AGBA (NASDAQ:AGBA) announced this afternoon that it has made a few changes to its proposed merger with the five subsidiaries of financial holding company TAG.
As part of today’s amendment, the parties extended the outside closing date from October 31 to December 31. AGBA and TAG also agreed that the aggregate stock consideration less 3% of the holdback shares will be delivered to TAG and will be released at the end of the survival period, provided that AGBA will be entitled to retain some or all of the shares.
Further, the amendment waived the deal’s minimum cash closing condition of $35 million as well as the requirement for a PIPE. AGBA initially brought about $46 million in cash from its current trust into the deal without a PIPE, but at the time of the deal announcement, the SPAC noted that they may later supplement it with one.
The final modification made to the deal provided that TAG agreed to an irrevocable and unconditional undertaking to not distribute the aggregate stock consideration to its ultimate beneficial shareholders.

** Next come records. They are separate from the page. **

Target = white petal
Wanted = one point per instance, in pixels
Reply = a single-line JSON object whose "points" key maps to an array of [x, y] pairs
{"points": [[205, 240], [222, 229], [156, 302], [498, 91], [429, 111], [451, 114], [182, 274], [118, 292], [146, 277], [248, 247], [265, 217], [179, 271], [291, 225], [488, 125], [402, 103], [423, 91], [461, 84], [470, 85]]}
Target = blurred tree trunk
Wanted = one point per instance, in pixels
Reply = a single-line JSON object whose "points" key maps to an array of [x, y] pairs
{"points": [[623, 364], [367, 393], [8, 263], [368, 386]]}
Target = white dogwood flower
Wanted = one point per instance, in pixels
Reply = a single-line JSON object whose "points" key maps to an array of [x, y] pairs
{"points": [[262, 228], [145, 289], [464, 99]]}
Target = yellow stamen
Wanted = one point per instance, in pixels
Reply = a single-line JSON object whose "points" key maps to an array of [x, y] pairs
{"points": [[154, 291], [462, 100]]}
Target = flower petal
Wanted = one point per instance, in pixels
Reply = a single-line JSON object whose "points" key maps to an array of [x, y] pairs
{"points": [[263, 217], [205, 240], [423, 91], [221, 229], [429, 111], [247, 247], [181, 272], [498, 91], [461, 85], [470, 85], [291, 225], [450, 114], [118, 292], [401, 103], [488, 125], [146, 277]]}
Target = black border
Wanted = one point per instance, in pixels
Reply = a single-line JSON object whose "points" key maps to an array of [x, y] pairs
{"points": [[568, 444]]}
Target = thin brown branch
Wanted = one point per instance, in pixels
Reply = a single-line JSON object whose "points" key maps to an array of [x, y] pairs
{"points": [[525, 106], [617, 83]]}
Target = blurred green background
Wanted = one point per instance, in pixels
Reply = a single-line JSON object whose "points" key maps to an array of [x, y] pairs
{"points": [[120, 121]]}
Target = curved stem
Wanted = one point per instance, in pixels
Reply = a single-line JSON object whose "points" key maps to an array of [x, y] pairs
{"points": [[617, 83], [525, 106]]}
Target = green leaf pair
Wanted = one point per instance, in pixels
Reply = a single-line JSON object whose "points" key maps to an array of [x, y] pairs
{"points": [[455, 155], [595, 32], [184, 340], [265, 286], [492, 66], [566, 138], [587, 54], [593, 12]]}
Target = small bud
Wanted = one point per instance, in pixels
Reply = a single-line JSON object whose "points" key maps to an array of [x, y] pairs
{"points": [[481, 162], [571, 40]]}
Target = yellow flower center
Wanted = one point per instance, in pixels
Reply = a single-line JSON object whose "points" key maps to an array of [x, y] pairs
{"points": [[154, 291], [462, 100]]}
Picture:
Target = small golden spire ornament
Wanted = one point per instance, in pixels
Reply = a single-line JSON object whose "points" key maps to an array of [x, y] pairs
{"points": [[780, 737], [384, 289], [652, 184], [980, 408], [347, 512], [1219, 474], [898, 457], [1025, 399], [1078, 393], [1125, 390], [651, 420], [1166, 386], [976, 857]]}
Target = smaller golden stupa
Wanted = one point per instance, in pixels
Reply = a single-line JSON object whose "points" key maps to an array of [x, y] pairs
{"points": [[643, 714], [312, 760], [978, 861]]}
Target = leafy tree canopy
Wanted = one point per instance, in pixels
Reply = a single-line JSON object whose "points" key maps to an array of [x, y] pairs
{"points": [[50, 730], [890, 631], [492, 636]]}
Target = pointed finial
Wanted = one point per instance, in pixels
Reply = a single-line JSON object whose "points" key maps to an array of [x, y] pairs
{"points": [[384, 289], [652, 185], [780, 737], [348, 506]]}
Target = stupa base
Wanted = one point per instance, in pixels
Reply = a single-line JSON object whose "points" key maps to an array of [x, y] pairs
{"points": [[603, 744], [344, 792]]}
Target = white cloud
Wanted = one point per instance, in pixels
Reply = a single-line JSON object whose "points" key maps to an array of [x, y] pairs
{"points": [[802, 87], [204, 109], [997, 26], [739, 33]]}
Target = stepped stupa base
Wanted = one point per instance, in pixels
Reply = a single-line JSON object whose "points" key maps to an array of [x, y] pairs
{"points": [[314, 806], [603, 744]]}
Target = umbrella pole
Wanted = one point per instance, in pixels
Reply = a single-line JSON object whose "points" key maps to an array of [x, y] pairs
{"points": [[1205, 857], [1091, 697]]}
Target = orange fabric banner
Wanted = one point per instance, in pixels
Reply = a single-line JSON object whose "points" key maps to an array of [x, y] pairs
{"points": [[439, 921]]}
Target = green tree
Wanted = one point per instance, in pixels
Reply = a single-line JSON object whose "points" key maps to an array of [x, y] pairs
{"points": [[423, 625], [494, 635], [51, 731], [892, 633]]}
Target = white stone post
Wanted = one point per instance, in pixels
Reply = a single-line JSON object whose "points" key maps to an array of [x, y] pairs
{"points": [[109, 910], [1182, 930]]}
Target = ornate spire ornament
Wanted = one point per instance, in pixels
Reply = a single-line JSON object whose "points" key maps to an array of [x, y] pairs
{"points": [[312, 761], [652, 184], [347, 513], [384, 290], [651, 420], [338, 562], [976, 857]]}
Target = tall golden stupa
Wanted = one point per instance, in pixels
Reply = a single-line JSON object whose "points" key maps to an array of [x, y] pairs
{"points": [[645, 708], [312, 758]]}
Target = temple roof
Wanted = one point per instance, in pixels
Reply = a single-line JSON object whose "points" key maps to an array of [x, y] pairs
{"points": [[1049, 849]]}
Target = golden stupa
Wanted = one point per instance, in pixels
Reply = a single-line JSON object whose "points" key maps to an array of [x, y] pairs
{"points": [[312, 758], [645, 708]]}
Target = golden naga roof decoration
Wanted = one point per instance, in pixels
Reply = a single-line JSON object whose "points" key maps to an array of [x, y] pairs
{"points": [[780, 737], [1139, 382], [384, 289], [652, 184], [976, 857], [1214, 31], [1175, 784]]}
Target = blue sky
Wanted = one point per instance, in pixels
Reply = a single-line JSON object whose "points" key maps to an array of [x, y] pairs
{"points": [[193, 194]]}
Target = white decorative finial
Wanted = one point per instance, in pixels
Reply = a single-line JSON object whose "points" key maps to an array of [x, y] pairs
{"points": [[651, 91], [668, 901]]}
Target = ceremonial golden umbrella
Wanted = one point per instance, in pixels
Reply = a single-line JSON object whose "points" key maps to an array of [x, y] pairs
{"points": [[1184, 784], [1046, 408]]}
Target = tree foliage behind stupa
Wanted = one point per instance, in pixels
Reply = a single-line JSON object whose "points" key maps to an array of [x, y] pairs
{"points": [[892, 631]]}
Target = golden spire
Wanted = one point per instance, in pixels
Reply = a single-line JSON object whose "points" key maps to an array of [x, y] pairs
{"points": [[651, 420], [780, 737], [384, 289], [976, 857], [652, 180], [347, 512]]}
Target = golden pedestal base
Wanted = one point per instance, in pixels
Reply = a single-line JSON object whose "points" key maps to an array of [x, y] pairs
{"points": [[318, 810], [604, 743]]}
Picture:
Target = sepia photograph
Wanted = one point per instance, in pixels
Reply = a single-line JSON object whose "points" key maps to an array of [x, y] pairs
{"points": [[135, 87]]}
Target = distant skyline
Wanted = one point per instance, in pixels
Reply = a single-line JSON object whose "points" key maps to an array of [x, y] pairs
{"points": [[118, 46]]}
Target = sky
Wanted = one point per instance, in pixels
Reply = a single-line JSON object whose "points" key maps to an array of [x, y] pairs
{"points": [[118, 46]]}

AGBA announced its $555 million combination with TAG in November 2021. The divisions in question are TAG International, a B2B services company, and its own subdivisions TAG Asset Partners, OnePlatform International, OnePlatform Holdings, and TAG Asia Capital Holdings. These companies, some of which operate in Hong Kong, but are based in the British Virgin Islands, are to be restructured by the transaction into separate B2B and fintech branches.